U.S. Treasury Department and IRS Announce Final Regulations for Clean Hydrogen Production Tax Credit
Key Ideas
  • The U.S. Treasury Department and IRS released final regulations for the clean hydrogen production tax credit under Section 45V, providing up to $3.00 per kilogram of hydrogen produced.
  • The regulations offer flexibility by including additional energy sources like natural gas with carbon capture, renewable natural gas, and coal mine methane for eligibility for the credit.
  • The final rules expand the credit to hydrogen produced using electricity from states with greenhouse gas emissions limits or from qualifying nuclear power plants at risk of retirement, fostering increased deal activity in hydrogen production projects.

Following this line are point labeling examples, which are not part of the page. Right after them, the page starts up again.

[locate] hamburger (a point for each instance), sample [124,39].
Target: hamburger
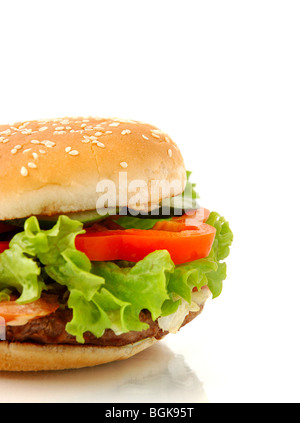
[104,249]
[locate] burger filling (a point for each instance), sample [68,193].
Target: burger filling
[111,282]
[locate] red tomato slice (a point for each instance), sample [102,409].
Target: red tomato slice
[186,238]
[4,227]
[11,310]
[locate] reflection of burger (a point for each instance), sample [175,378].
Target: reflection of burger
[78,285]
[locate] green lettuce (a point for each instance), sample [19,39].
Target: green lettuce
[107,295]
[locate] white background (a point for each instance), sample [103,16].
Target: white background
[223,78]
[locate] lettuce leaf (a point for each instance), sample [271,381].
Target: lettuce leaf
[107,295]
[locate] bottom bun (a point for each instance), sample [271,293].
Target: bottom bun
[15,356]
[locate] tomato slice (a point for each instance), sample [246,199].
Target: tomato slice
[5,227]
[186,238]
[12,311]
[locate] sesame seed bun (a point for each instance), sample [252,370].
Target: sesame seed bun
[54,166]
[15,356]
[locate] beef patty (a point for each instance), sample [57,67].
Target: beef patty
[51,330]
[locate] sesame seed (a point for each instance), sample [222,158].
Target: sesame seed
[49,144]
[73,153]
[126,132]
[6,132]
[27,131]
[155,135]
[59,132]
[24,171]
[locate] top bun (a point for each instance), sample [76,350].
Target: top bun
[54,166]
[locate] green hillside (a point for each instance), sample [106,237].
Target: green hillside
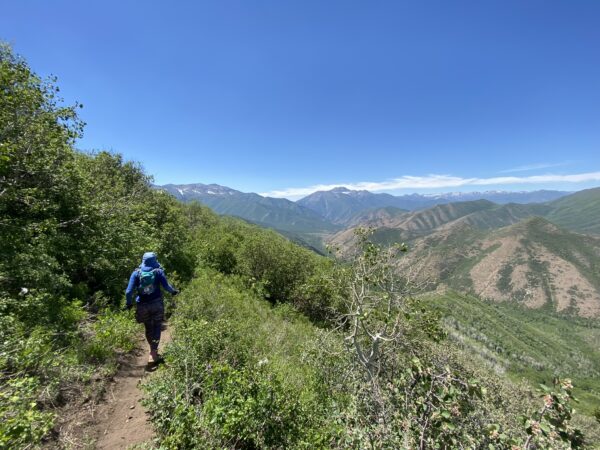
[274,346]
[526,343]
[579,211]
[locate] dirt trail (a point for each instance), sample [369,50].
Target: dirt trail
[120,421]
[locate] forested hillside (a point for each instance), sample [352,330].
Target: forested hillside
[274,346]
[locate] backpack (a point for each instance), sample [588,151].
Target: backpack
[147,284]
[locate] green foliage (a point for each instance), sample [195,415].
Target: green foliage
[235,374]
[579,211]
[22,422]
[72,227]
[526,343]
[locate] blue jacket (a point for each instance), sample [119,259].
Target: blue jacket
[149,262]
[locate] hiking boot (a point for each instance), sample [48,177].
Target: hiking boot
[154,357]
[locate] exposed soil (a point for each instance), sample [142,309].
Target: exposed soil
[117,420]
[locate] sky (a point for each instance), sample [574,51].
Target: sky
[287,97]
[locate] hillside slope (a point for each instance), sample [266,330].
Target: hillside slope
[278,213]
[341,205]
[533,262]
[394,226]
[525,343]
[579,211]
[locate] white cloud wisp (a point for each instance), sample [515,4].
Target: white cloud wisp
[435,182]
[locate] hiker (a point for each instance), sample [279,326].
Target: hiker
[146,281]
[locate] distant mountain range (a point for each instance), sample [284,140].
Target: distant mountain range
[341,205]
[326,211]
[538,248]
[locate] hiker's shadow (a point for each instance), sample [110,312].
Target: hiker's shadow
[153,366]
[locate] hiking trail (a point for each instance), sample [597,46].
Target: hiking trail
[120,421]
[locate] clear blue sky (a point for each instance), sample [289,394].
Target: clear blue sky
[269,95]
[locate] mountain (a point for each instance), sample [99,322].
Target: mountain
[532,262]
[407,226]
[525,343]
[278,213]
[579,211]
[342,205]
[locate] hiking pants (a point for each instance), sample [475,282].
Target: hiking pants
[151,315]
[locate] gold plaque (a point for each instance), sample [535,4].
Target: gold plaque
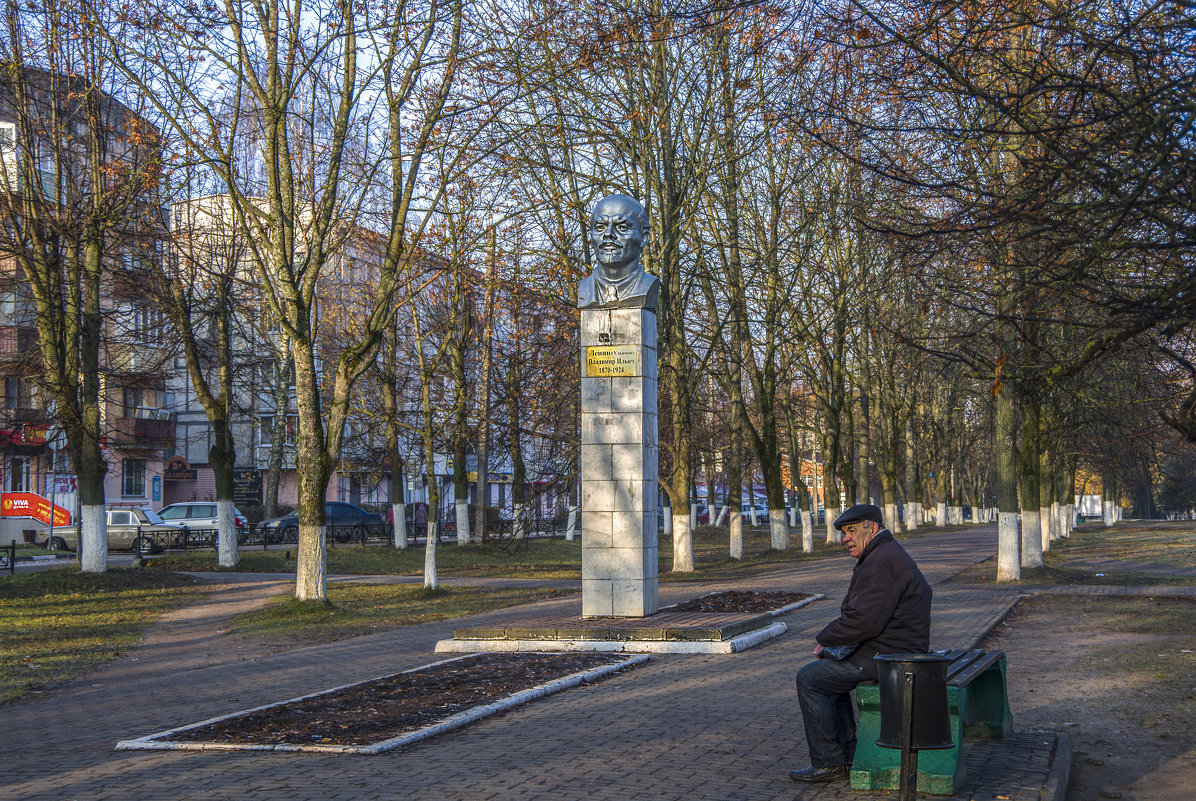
[612,361]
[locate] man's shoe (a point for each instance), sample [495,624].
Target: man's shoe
[817,775]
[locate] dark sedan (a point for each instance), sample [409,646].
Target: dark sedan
[345,521]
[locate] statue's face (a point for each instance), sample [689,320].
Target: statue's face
[616,232]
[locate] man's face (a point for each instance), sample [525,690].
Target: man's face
[615,234]
[856,536]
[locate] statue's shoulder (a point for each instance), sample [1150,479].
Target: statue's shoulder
[586,292]
[648,286]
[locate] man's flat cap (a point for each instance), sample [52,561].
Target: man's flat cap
[859,513]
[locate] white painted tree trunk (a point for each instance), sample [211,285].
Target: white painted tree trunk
[807,532]
[779,529]
[1008,566]
[431,580]
[520,521]
[1031,539]
[227,551]
[736,534]
[571,530]
[683,544]
[462,508]
[93,539]
[398,512]
[833,534]
[312,550]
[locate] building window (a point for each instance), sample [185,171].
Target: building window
[18,475]
[266,433]
[17,393]
[133,478]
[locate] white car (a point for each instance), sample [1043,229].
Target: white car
[201,515]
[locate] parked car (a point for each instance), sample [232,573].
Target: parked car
[200,515]
[761,512]
[345,520]
[135,529]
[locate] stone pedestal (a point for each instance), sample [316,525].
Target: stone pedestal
[618,462]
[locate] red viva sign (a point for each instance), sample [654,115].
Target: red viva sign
[30,505]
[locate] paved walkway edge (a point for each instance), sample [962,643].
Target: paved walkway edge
[1055,788]
[733,646]
[150,743]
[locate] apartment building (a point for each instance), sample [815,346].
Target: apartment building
[56,134]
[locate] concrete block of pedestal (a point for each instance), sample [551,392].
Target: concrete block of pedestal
[614,428]
[597,598]
[634,530]
[597,460]
[596,395]
[597,529]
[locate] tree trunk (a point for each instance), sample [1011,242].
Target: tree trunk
[1008,566]
[1029,478]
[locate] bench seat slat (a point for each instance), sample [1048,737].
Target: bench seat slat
[975,667]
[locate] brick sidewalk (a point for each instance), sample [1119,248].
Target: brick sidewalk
[707,727]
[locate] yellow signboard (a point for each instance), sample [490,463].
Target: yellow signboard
[612,361]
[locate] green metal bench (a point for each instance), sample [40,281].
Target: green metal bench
[978,707]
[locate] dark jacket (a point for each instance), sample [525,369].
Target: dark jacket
[886,609]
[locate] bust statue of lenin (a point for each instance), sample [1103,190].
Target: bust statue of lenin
[618,226]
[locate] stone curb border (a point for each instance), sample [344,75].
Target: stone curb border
[150,741]
[774,612]
[1060,775]
[743,642]
[733,646]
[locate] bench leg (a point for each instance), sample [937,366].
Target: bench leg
[939,772]
[986,704]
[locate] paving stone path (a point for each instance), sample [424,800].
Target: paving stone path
[700,728]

  • Industry participants are advised to monitor updates due to the uncertainty surrounding the incoming administration's stance on the clean hydrogen production tax credit.
On January 3, 2025, the U.S. Treasury Department and Internal Revenue Service (IRS) unveiled final regulations pertaining to the credit for production of clean hydrogen, as outlined in Section 45V of the Inflation Reduction Act. Effective from January 10, 2025, these regulations are set to apply to taxable years starting after December 26, 2023, the date when the proposed regulations were initially issued. The clean hydrogen production tax credit offers an income tax credit of up to $3.00 per kilogram of hydrogen produced, with adjustments for inflation. The credit structure comprises four tiers based on the carbon intensity of the hydrogen production process, rewarding those with the lowest greenhouse gas emissions. Moreover, compliance with certain wage and apprenticeship requirements further determines the credit value. The final regulations provide clarity on eligibility criteria, especially for hydrogen producers utilizing diverse energy sources like natural gas with carbon capture, renewable natural gas, and coal mine methane. Noteworthy enhancements in the final rules include the extension of the credit to hydrogen produced using electricity from states with emissions restrictions or from specific nuclear power plants facing potential retirement challenges. The newfound certainty and adaptability in the regulations are anticipated to stimulate heightened investment and deal-making activities within the hydrogen production sector. However, amid the evolving landscape, industry stakeholders are advised to stay vigilant and informed about any forthcoming updates regarding the clean hydrogen production tax credit.